22 March 2016
On 16 March 2016, the Second Protocol amending the standing Agreement for the avoidance of double taxation (DTA) between Singapore and the United Arab Emirates came into force. Its provisions will take effect from 1 January 2017.
The revised terms include longer threshold periods to ascertain the presence of a permanent establishment and lower withholding tax rates for dividends and interest income.
The revised rates under the treaty are as follows:
- Dividends – 0% from 5%. Dividends paid by a company which is a resident of a Contracting State to a resident of the other Contracting State shall be taxable only in that other State. This does shall not affect the taxation of the company in respect of the profits out of which the dividends are paid. “Dividends” as used in the Article means income from shares, or other rights, not being debt-claims, participating in profits, as well as income from other corporate rights which is subjected to the same taxation treatment as income from shares by the laws of the State of which the company making the distribution is a resident.

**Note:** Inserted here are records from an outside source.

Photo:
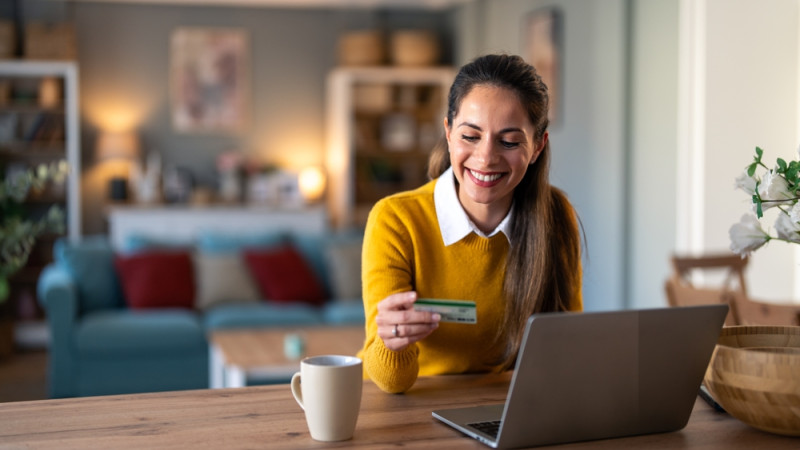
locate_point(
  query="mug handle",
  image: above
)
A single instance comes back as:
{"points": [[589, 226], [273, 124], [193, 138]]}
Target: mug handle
{"points": [[297, 391]]}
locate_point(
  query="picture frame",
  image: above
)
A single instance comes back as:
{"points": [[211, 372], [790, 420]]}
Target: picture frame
{"points": [[209, 80], [542, 48]]}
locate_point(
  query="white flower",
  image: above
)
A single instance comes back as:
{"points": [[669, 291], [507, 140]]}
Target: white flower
{"points": [[746, 183], [787, 228], [774, 187], [794, 213], [747, 235]]}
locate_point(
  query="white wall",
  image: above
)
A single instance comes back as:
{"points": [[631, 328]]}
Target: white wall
{"points": [[588, 142], [748, 92], [653, 139]]}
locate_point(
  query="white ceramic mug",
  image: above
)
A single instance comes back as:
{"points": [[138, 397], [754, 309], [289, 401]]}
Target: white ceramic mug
{"points": [[328, 388]]}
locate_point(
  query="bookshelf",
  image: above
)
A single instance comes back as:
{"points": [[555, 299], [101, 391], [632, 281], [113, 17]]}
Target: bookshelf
{"points": [[39, 125], [382, 123]]}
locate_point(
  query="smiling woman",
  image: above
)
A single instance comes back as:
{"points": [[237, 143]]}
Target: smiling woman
{"points": [[489, 229]]}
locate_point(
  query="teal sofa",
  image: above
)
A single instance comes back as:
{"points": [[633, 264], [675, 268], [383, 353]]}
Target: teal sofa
{"points": [[100, 346]]}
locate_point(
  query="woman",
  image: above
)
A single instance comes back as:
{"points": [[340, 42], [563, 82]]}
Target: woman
{"points": [[489, 228]]}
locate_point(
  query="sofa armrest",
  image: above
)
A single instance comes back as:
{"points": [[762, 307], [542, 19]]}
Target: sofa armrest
{"points": [[58, 295]]}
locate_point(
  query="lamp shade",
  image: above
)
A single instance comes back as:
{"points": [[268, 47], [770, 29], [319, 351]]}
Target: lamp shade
{"points": [[117, 145], [311, 181]]}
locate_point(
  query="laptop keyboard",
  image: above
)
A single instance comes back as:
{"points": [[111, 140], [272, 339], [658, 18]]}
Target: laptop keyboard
{"points": [[490, 428]]}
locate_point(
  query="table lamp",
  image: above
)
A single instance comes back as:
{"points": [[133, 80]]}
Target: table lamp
{"points": [[311, 182], [114, 145]]}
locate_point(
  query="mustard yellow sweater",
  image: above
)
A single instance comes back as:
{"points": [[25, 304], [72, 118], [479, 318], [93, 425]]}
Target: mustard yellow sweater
{"points": [[404, 251]]}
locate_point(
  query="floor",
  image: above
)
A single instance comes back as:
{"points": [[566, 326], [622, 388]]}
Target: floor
{"points": [[23, 376], [23, 373]]}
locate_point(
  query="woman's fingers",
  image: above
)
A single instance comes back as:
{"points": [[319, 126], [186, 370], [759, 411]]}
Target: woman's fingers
{"points": [[405, 335], [400, 325]]}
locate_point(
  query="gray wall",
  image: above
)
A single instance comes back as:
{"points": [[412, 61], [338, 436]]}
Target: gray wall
{"points": [[124, 71], [613, 148]]}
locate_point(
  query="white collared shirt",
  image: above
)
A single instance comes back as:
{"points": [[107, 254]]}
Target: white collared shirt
{"points": [[454, 224]]}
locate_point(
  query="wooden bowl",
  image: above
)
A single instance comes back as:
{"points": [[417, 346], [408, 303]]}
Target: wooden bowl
{"points": [[755, 375]]}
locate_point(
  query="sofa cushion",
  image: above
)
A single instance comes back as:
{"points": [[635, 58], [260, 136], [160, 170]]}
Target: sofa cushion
{"points": [[243, 315], [91, 264], [312, 247], [157, 279], [222, 278], [344, 313], [343, 257], [122, 333], [283, 275]]}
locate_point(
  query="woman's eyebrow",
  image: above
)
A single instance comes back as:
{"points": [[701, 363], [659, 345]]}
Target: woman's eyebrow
{"points": [[503, 131], [471, 125]]}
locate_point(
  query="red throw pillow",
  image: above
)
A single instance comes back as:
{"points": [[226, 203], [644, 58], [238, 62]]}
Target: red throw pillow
{"points": [[283, 275], [157, 279]]}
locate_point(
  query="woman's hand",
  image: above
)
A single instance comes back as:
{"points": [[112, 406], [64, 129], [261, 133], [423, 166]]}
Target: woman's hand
{"points": [[399, 325]]}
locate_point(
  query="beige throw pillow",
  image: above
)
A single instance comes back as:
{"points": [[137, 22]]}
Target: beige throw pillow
{"points": [[344, 264], [222, 278]]}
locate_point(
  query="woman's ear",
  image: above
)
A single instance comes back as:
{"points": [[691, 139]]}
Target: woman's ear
{"points": [[540, 148]]}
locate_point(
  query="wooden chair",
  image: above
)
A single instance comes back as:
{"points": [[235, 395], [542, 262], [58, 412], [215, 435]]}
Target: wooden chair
{"points": [[752, 312], [682, 292]]}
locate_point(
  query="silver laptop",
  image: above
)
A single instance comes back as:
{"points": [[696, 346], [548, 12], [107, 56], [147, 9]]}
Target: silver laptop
{"points": [[596, 375]]}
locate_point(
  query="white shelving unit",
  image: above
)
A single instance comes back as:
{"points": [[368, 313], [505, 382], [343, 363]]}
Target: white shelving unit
{"points": [[22, 149], [382, 123]]}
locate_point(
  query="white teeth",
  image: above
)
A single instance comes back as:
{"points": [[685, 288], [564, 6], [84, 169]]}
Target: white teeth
{"points": [[485, 178]]}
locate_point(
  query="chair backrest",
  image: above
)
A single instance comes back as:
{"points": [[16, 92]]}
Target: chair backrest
{"points": [[682, 292], [751, 312]]}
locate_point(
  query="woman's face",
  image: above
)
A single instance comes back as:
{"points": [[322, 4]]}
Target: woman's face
{"points": [[491, 142]]}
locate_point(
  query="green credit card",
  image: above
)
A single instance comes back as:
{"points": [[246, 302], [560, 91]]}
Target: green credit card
{"points": [[456, 311]]}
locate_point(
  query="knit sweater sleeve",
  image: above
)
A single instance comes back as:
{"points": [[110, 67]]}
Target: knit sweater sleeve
{"points": [[387, 268]]}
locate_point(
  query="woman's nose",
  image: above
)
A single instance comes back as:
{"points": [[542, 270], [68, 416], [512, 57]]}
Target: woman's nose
{"points": [[486, 152]]}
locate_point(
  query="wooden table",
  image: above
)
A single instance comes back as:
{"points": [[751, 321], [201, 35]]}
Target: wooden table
{"points": [[238, 356], [268, 417]]}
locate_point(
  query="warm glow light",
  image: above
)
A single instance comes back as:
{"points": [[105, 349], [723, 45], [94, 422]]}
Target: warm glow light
{"points": [[117, 145], [312, 183]]}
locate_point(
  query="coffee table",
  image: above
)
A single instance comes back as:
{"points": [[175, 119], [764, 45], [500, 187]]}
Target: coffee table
{"points": [[239, 356]]}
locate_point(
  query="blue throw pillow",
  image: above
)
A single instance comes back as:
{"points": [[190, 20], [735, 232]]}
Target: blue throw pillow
{"points": [[91, 263], [216, 243], [136, 243]]}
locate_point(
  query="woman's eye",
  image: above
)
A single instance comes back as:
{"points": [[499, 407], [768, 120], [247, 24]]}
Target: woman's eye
{"points": [[508, 144]]}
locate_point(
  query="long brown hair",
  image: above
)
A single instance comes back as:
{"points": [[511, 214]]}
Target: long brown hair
{"points": [[542, 268]]}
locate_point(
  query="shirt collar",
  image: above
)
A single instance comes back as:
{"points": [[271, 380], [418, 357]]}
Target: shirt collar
{"points": [[454, 224]]}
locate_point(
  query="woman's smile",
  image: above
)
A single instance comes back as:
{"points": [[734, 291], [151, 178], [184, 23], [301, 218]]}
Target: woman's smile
{"points": [[485, 179]]}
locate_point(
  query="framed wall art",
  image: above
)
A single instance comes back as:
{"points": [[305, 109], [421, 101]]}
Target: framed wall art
{"points": [[209, 80], [542, 48]]}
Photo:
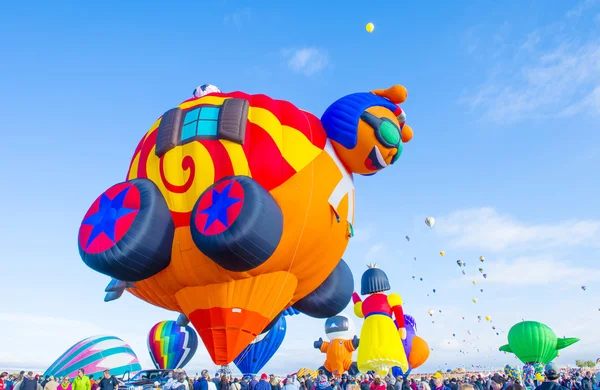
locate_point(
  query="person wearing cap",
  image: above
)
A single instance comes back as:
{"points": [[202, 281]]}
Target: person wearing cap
{"points": [[51, 384], [263, 383], [552, 372], [438, 382], [586, 381], [81, 382]]}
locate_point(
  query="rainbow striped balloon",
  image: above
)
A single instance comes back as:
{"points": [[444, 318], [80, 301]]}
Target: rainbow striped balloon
{"points": [[94, 355], [171, 346]]}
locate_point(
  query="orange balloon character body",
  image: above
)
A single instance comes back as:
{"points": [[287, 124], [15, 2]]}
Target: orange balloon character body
{"points": [[342, 343], [229, 200]]}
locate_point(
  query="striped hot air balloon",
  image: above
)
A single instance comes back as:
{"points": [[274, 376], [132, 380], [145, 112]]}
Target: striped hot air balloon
{"points": [[94, 355], [171, 346]]}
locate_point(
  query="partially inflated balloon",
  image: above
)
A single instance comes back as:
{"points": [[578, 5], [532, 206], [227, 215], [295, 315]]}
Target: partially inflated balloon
{"points": [[171, 346], [94, 355], [534, 342], [254, 357]]}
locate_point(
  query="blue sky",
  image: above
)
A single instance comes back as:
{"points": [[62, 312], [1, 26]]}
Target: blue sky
{"points": [[504, 98]]}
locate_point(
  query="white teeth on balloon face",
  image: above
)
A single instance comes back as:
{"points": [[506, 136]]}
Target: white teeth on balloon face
{"points": [[380, 157]]}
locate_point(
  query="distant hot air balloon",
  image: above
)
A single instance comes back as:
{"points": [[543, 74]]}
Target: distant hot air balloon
{"points": [[254, 357], [430, 221], [534, 342], [171, 346], [94, 355]]}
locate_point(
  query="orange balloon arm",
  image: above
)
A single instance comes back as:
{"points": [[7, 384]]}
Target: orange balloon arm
{"points": [[349, 346], [399, 315]]}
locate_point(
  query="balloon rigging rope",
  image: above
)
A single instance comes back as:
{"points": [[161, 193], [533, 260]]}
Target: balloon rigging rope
{"points": [[312, 183]]}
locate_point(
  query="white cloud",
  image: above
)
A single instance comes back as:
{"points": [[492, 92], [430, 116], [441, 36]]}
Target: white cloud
{"points": [[238, 17], [374, 253], [581, 8], [539, 270], [39, 340], [532, 40], [561, 81], [308, 60], [487, 230]]}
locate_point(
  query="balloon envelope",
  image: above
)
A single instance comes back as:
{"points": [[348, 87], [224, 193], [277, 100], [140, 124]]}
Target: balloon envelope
{"points": [[94, 355], [171, 346], [254, 357], [534, 342]]}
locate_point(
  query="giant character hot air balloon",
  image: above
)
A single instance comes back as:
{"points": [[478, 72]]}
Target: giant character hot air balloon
{"points": [[171, 346], [228, 201], [533, 342], [342, 342], [96, 354], [254, 357], [416, 349], [380, 337]]}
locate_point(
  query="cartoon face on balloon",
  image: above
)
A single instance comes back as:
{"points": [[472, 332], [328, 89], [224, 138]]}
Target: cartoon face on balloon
{"points": [[376, 142], [340, 327]]}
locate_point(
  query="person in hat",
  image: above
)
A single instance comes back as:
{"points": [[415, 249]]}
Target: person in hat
{"points": [[380, 337], [438, 382], [51, 384], [497, 382], [552, 372], [263, 383], [81, 381]]}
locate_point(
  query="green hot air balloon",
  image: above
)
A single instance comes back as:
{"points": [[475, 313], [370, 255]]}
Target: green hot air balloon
{"points": [[534, 342]]}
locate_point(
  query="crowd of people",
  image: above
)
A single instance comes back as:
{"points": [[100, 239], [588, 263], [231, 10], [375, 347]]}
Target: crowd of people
{"points": [[28, 381], [555, 379]]}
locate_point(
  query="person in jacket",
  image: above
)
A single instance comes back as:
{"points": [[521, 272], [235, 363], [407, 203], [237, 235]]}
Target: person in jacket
{"points": [[202, 383], [81, 382], [274, 382], [586, 382], [552, 372], [223, 383], [51, 384], [290, 383], [378, 384], [107, 382], [28, 382], [438, 382], [65, 384], [263, 383]]}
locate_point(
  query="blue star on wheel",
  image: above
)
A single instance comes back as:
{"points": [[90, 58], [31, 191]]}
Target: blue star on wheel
{"points": [[217, 211], [109, 212]]}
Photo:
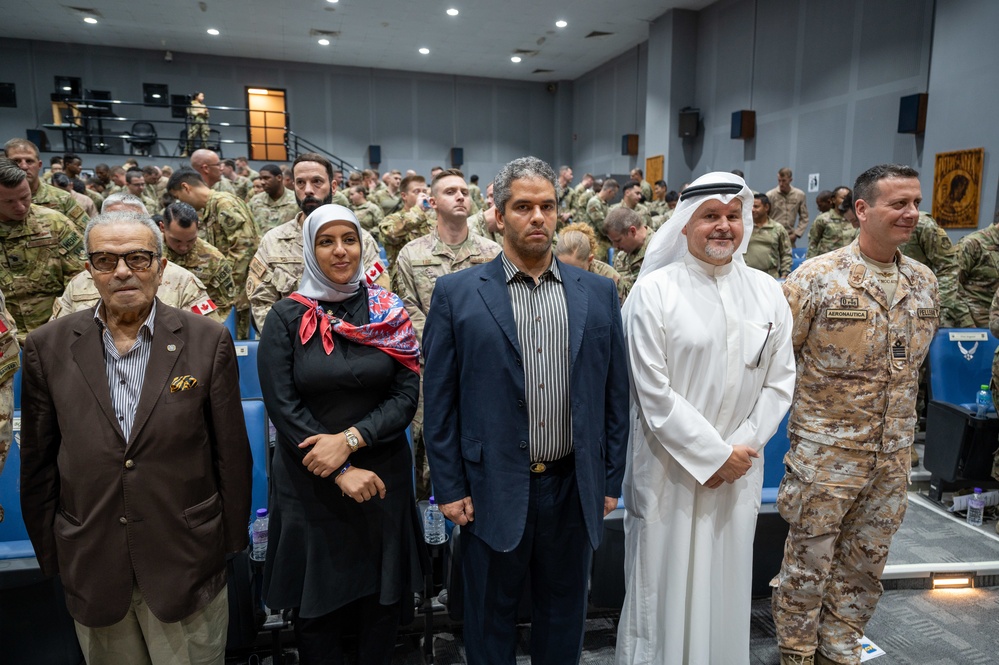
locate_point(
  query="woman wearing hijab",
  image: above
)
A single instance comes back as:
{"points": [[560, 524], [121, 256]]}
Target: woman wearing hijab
{"points": [[339, 369]]}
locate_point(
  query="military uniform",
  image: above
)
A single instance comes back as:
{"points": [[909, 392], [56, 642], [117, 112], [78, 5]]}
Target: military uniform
{"points": [[269, 213], [179, 288], [852, 421], [42, 253], [978, 272], [829, 231], [62, 201], [770, 249], [212, 269], [276, 268]]}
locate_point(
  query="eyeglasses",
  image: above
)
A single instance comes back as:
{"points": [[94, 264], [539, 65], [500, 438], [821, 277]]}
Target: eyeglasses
{"points": [[137, 260]]}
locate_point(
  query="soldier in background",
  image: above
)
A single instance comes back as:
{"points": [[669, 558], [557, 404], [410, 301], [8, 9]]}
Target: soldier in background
{"points": [[864, 316], [41, 252]]}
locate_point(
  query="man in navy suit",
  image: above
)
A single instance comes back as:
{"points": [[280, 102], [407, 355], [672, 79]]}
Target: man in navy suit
{"points": [[526, 393]]}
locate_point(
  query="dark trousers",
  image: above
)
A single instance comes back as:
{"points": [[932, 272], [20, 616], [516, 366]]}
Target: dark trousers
{"points": [[320, 640], [555, 551]]}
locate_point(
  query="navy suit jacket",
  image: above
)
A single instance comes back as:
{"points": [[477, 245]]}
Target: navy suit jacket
{"points": [[476, 426]]}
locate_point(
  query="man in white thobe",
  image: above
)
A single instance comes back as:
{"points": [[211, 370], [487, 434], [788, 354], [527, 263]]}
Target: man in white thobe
{"points": [[712, 372]]}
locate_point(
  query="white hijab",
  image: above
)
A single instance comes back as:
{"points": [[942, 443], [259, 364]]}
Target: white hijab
{"points": [[669, 245], [315, 284]]}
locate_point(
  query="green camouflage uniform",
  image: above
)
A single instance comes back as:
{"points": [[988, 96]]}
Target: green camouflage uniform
{"points": [[829, 231], [41, 255], [770, 249], [276, 268], [269, 213], [212, 269], [978, 272], [179, 288], [56, 199], [852, 422]]}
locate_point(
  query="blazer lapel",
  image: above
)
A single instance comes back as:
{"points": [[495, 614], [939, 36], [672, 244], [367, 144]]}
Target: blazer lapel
{"points": [[167, 347], [88, 353]]}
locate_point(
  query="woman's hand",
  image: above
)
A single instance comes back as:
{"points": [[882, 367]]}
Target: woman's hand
{"points": [[360, 484]]}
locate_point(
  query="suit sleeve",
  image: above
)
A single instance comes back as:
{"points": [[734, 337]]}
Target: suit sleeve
{"points": [[40, 441], [441, 391], [233, 460]]}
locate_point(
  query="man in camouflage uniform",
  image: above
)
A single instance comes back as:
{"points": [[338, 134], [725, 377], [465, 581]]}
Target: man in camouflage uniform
{"points": [[276, 268], [630, 236], [978, 271], [41, 252], [276, 204], [864, 316], [25, 154], [227, 224], [769, 247], [425, 259], [409, 223]]}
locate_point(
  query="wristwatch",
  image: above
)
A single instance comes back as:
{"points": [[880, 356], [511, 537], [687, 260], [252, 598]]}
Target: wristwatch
{"points": [[352, 441]]}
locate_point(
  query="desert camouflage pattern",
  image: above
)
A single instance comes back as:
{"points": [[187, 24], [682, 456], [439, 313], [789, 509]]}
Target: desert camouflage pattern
{"points": [[843, 507], [858, 360]]}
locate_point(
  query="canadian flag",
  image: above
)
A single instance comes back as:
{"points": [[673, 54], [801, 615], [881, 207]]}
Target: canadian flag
{"points": [[204, 307], [376, 269]]}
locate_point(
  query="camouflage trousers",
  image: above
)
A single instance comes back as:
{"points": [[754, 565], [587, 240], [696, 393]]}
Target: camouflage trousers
{"points": [[843, 507]]}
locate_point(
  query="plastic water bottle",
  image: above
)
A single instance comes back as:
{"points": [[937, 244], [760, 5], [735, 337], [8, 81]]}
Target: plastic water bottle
{"points": [[976, 507], [433, 525], [983, 400], [258, 535]]}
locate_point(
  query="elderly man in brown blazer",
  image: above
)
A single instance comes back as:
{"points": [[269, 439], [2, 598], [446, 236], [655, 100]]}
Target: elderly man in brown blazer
{"points": [[135, 471]]}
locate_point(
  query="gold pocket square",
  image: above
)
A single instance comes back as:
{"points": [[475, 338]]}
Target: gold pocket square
{"points": [[182, 383]]}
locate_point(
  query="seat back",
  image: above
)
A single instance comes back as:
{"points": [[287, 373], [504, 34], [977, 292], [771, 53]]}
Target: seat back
{"points": [[960, 362]]}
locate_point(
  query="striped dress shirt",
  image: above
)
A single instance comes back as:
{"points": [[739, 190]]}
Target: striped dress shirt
{"points": [[126, 372], [542, 317]]}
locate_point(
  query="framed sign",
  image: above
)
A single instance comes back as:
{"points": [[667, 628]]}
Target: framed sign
{"points": [[957, 188]]}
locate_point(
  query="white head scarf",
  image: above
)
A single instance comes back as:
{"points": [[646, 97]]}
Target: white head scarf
{"points": [[669, 245], [314, 283]]}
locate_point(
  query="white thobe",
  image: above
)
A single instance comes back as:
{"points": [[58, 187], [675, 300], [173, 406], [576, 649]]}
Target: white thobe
{"points": [[705, 375]]}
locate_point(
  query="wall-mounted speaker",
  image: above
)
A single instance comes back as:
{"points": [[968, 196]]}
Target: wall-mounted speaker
{"points": [[744, 124], [912, 114]]}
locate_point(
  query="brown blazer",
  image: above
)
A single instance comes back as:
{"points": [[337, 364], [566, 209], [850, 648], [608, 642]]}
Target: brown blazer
{"points": [[164, 507]]}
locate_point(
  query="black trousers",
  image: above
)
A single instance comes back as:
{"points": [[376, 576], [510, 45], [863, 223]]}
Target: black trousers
{"points": [[555, 551]]}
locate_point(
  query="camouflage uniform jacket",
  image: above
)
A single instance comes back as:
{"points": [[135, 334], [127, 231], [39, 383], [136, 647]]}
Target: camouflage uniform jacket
{"points": [[42, 254], [829, 231], [227, 224], [858, 360], [269, 213], [931, 246], [978, 272], [425, 259], [179, 288], [211, 269], [276, 268], [770, 249], [56, 199], [628, 265]]}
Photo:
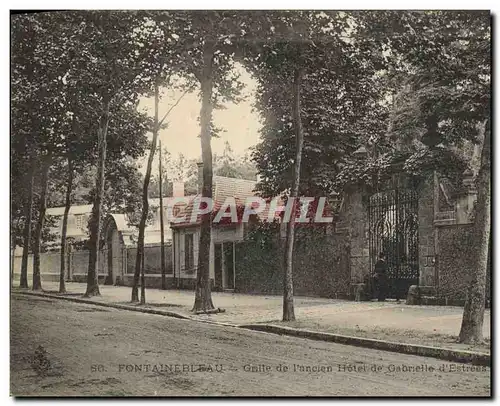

- Interest income – 0% from 7%. Interest arising in a Contracting State and paid to a resident of the other Contracting State shall be taxable only in that other State. “Interest” as used in the Article means income from debt-claims of every kind, whether or not secured by mortgage and whether or not carrying a right to participate in the debtor’s profits, and in particular, income from government securities and income from bonds or debentures including premiums and prizes attaching to such securities, bonds or debentures, as well as income assimilated to income from money lent by the taxation law of the State in which the income arises, including interest on deferred payment sales. Penalty charges for late payment shall not be regarded as interest for the purpose of the Article.
The original DTA was signed on 1 December 1995.
The full text of the Protocol is available on the IRAS’s website.